= Kanbalu =

Town in Shwebo District, Sagaing Division, Myanmar

Kanbalu (also spelt Kantbalu) is a town in Shwebo District, Sagaing Division, in Myanmar. Located in the north-western part of the county, the town is the administrative seat for Kanbalu Township. Kanbalu is on the main Burmese north-south railroad between Sagaing and Myitkyina. As of 2014, it had a population of 25,022

==History==
Its railyards were bombed by the Allies during World War II. During the Myanmar Civil War, it was attacked by resistance forces, who torched the local police station.
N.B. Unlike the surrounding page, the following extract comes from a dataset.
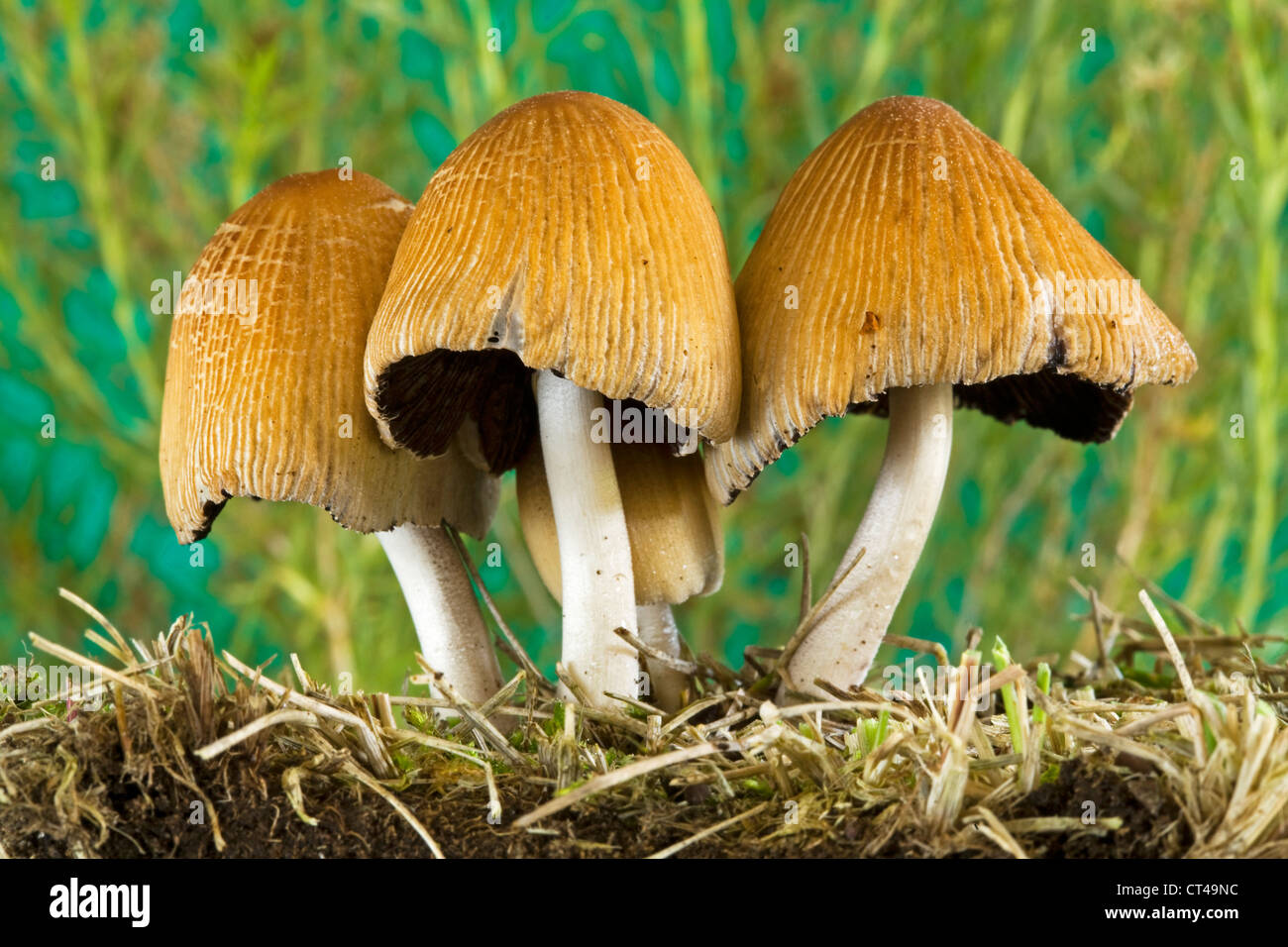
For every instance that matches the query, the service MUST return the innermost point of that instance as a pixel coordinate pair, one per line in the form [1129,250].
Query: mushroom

Following the 2021 Myanmar coup d'état, an ultranationalist monk U Wasawa established a Pyusawhti militia in Hmaw Taw village to launch offensives against the region's People's Defense Force. Several villages in Kantbalu have been turned into Pyusawhti bases, with U Warthawa reportedly forcing locals to join the militias. Initially armed with homemade weapons, around 900 Pyusawhti members in Kantbalu have since been supplied with modern BA-63 (G-3) rifles, MA-1 assault rifles, and carbines. His influence has spread to Kanbalu township, Taze, and Kyunhla—key towns known for their military and Union Solidarity and Development Party support.

==Economy==
The military-run Myanmar Economic Corporation operates two factories, manufacturing sugar and menthol, in Kantbalu. The sugar factory is a joint venture with Thai-owned Sutech Engineering. Kanbalu is also home to the 30 MW Thaphanseik hydropower plant on the Mu River, a $20-million project financed by the China Import and Export Bank.